This project is focused on understanding how amyloid plaques drive the formation and spread of tau tangles, a key step in Alzheimer’s disease progression. The team is studying dystrophic neurites — swollen, damaged parts of neurons that form around amyloid plaques and are rich in abnormal tau. They propose that these damaged neurites act as early “hotspots” where tau pathology begins and spreads, triggered by contact between amyloid and neuronal membranes that harms neurons by altering calcium balance and activating enzymes that modify tau.
To test this idea, the team is pursuing three complementary aims. They are examining whether small amyloid fragments can directly trigger the formation of dystrophic neurites, identifying proteins that accumulate within these damaged structures, particularly those involved in tau modification, and determining whether dystrophic neurites serve as a source of tau seeds that can spread pathology through the brain.
During the first year of funding, the team made strong progress. They showed that their engineered antibodies bind tightly to amyloid plaques in a mouse model of Alzheimer’s, slow plaque growth, and significantly reduce the number of dystrophic neurites, especially around rapidly growing plaques. Higher levels of these antibodies also block additional amyloid from attaching to plaques, suggesting that blocking growth can limit further damage. In contrast, a similar engineered antibody did not reduce neuritic injury, likely because it does not bind plaques as effectively. In parallel, the group has begun purifying tau seeds from human Alzheimer’s brain tissue and is generating mice that carry both amyloid plaques and human tau, setting the stage for the next phase of experiments.

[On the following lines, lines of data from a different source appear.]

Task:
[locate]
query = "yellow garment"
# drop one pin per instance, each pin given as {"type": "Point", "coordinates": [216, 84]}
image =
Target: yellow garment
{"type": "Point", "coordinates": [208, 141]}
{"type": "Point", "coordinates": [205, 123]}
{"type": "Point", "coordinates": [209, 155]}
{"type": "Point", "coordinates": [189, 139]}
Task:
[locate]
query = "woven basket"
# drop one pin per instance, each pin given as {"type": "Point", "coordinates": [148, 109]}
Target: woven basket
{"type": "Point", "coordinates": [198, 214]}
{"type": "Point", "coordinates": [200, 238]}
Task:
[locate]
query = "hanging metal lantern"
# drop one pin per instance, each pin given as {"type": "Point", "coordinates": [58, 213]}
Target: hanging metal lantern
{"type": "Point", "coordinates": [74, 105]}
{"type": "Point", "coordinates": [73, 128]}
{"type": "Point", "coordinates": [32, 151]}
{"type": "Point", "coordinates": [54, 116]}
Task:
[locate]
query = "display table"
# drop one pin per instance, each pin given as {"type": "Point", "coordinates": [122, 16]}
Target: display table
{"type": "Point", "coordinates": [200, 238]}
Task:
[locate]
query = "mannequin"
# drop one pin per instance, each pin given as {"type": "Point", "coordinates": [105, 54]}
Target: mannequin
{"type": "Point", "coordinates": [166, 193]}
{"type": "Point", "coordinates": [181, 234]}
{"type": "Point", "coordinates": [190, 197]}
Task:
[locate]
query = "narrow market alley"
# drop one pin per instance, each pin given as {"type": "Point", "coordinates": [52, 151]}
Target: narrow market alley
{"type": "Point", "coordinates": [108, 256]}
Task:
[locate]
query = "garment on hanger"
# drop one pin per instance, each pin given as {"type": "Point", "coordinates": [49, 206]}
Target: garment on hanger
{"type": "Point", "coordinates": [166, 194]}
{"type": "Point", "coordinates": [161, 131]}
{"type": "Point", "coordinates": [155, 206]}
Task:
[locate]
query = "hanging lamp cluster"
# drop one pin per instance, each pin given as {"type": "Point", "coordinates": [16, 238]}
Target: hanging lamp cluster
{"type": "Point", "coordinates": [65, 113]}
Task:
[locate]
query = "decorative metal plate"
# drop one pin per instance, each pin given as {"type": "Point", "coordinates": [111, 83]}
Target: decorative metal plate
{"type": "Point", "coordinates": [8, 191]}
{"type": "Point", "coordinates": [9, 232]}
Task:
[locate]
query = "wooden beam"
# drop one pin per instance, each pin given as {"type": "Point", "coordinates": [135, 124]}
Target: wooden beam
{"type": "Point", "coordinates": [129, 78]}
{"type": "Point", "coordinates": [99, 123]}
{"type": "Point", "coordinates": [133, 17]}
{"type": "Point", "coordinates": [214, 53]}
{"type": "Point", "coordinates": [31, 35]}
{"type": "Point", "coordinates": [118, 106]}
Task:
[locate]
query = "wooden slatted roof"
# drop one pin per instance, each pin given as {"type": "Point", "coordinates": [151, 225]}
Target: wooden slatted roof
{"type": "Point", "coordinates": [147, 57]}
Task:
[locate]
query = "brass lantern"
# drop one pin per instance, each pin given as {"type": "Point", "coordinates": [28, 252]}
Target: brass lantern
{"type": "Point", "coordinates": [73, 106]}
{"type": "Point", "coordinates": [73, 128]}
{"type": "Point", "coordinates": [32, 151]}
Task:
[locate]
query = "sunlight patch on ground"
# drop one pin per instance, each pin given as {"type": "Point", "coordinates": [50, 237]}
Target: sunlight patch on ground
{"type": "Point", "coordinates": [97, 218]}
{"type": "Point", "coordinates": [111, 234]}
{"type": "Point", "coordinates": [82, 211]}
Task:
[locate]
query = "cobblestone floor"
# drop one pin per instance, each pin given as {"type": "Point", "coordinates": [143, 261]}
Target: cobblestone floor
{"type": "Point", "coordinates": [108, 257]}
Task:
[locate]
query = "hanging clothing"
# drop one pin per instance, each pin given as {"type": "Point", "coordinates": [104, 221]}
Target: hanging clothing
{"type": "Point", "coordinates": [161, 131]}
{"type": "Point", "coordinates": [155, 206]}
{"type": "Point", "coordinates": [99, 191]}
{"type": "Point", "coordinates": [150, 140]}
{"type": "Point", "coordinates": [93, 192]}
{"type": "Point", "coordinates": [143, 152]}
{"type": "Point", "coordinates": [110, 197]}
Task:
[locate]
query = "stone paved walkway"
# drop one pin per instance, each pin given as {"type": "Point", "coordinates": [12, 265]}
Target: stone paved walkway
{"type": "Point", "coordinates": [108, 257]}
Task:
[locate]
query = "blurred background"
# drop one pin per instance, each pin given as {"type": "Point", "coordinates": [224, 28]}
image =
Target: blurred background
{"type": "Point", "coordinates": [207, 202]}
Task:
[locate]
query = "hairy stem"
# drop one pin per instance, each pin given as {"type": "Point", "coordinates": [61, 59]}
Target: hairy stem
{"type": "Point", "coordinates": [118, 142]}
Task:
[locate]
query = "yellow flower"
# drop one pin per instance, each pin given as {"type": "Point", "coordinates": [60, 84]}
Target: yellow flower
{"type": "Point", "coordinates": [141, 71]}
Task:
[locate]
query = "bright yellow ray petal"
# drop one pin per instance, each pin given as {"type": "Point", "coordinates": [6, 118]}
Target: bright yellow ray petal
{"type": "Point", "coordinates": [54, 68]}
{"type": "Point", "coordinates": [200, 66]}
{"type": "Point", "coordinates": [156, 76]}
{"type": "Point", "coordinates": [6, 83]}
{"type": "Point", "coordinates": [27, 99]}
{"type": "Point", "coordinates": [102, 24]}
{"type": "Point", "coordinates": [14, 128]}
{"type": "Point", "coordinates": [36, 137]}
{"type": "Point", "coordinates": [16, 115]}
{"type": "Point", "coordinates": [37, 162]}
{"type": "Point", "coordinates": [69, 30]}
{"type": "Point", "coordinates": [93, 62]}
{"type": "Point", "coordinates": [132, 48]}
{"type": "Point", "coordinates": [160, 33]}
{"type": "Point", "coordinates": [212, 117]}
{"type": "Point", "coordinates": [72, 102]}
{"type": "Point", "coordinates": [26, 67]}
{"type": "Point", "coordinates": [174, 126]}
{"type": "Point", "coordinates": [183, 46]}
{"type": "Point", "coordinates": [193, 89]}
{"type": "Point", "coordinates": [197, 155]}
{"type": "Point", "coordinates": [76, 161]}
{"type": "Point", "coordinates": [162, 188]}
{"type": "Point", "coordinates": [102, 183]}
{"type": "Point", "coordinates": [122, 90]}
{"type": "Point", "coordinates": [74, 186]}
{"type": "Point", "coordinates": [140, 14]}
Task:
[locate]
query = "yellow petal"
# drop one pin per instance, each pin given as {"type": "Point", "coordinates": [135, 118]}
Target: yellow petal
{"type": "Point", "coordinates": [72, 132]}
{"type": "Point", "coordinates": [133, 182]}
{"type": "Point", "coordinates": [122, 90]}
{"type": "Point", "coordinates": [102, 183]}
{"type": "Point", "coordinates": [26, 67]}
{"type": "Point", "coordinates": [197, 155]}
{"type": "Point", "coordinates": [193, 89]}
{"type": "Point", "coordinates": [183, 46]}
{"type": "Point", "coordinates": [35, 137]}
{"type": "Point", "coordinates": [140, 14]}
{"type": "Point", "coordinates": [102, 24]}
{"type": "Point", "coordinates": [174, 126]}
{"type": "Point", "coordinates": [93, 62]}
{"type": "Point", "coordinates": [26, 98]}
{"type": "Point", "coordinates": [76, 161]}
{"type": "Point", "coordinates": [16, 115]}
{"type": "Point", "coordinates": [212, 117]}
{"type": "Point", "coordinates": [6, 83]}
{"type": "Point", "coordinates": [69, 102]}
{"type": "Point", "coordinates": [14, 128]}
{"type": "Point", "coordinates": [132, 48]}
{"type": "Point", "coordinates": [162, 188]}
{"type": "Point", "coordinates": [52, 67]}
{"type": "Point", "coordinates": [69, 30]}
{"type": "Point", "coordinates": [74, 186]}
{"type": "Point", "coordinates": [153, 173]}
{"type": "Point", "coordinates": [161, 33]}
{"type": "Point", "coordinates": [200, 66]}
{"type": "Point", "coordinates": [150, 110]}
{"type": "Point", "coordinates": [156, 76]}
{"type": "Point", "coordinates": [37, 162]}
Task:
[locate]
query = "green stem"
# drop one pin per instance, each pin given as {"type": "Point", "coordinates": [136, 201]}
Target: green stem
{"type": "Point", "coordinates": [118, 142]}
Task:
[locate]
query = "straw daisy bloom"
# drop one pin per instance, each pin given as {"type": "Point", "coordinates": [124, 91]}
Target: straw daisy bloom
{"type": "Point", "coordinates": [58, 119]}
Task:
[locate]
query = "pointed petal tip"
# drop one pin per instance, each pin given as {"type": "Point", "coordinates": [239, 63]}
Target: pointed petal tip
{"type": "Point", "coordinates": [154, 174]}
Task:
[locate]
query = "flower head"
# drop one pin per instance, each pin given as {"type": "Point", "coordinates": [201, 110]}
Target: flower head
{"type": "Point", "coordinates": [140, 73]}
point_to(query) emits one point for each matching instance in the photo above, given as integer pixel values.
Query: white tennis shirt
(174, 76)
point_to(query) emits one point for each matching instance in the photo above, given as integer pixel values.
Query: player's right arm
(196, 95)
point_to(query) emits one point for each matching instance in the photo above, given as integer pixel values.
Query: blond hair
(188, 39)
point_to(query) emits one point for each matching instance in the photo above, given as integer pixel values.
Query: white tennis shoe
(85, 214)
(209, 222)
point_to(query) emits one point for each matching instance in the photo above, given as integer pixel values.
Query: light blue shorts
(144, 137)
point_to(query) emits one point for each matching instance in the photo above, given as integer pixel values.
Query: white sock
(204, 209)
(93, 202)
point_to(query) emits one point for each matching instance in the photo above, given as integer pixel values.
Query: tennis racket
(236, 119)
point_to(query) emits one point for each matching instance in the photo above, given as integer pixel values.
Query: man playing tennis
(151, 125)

In the coming year, the team will directly test whether reducing dystrophic neurites can slow the spread of pathological tau. By comparing how human tau seeds propagate in mice treated with different engineered antibodies, they aim to determine whether reducing dystrophic neurites by blocking amyloid growth at plaque edges can protect neurons and interrupt the earliest steps of tau transmission. If successful, this work could reveal a new understanding of the link between amyloid plaques and tau-driven neurodegeneration, and a new strategy for breaking it.